Bisnis.com, JAKARTA - Bank of Korea menghadapi tekanan yang meningkat untuk memperluas mandatnya, pertama kalinya dalam hampir satu dekade. Hal itu seiring bank sentral global diminta untuk menangani berbagai masalah ekonomi yang disebabkan oleh pandemi.
Lebih dari selusin anggota parlemen Korea Selatan mendorong pengesahan RUU untuk menambahkan stabilitas pertumbuhan ketenagakerjaan ke mandat BOK, tugas yang dimiliki oleh beberapa bank sentral lainnya termasuk Federal Reserve dan Reserve Bank of Australia.
Proposal itu muncul saat kehilangan pekerjaan di Korea Selatan memuncak tahun ini meskipun ada dukungan pemerintah. Hal ini juga mencerminkan persepsi masyarakat yang berkembang bahwa peran bank sentral tidak lagi dapat difokuskan secara sempit pada inflasi, terutama ketika kebutuhan untuk memastikan pertumbuhan harga tampaknya kurang mendesak dibandingkan dengan masalah ekonomi lainnya.
"Kami berada di tengah-tengah perubahan besar di bank sentral, yang terjadi tidak hanya di Korea tetapi di tempat lain juga," kata Frederic Neumann, kepala bersama penelitian ekonomi Asia di HSBC Holdings Plc., dilansir Bloomberg, Senin (7/12/2020).
Dia melanjutkan, dalam praktiknya, ini adalah tugas yang rumit sebab berbagai mandat terkadang dapat bertentangan satu sama lain.
Gubernur BOK Lee Ju-yeol bulan lalu mengatakan bank akan secara aktif mengambil bagian dalam diskusi parlemen tentang masalah mandat. Namun dia menyatakan keprihatinan bahwa mandat tambahan dapat berbenturan dengan tujuan lain dari harga dan stabilitas sistem keuangan.
Ada juga pemikiran besar yang mengatakan bank sentral tidak dapat lagi dianggap sebagai solusi pertama untuk semua masalah dalam perekonomian. Gubernur Fed Jerome Powell dan kepala Bank Sentral Eropa Christine Lagarde termasuk di antara mereka yang menyerukan lebih banyak dukungan fiskal untuk membantu perekonomian.
The Fed mendefinisikan mandat ini pada tugas untuk mempertahankan lapangan kerja maksimum dengan inflasi yang stabil. Sedangkan RBA menyerukan lapangan kerja penuh. Rancangan undang-undang di Indonesia awal tahun ini meminta bank sentral bekerja lebih dekat dengan pemerintah untuk mendukung perekonomian.

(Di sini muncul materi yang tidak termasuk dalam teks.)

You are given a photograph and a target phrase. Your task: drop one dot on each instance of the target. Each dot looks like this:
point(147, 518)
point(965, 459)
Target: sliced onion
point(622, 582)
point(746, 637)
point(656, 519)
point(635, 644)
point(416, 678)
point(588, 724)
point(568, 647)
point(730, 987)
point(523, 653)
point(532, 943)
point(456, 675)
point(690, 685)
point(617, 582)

Di Selandia Baru, pemerintah telah meminta bank sentral untuk melampaui mandat maksimum ketenagakerjaan dan inflasi, serta mempertimbangkan stabilitas harga perumahan juga.
RUU Korea tidak menentukan secara tepat bagaimana mandat pekerjaan harus dilaksanakan, menunjukkan banyak perdebatan akan diperlukan. Dorongan untuk memperkenalkan mandat stabilitas keuangan berlarut-larut selama bertahun-tahun sebelum disetujui setelah krisis keuangan global.
Namun, momentum kali ini lebih besar karena dukungan untuk RUU tersebut datang dari anggota parlemen yang berkuasa dan oposisi.
BOK sudah mempertimbangkan pekerjaan sampai taraf tertentu karena meninjau kebijakan moneter. Bank sentral telah melakukan beberapa pekerjaan berat untuk mendukung perekonomian di masa pandemi termasuk penurunan suku bunga 75 basis poin, pinjaman murah kepada perusahaan, pembelian obligasi pemerintah, dan program khusus untuk membeli utang perusahaan.
Selain itu, Lee telah berulang kali mengatakan bank siap untuk bertindak dengan langkah moneter yang tidak konvensional jika diperlukan.
Bagaimana bank akan mencapai tujuan pekerjaan selain mempertahankan stimulus lebih lama juga tidak jelas, seperti ukuran ketenagakerjaan yang akan digunakan, mengingat volatilitas data pengangguran Korea.
Namun, menentang perubahan akan memerlukan taruhan besar. Pada sidang parlemen awal tahun ini, beberapa anggota parlemen menuduh pejabat BOK bekerja sendiri di tengah krisis. Yoo Sung-kull, seorang anggota parlemen partai oposisi di balik RUU tersebut, mengatakan perampingan bank harus dipertimbangkan jika hanya berpegang pada mandat yang ada.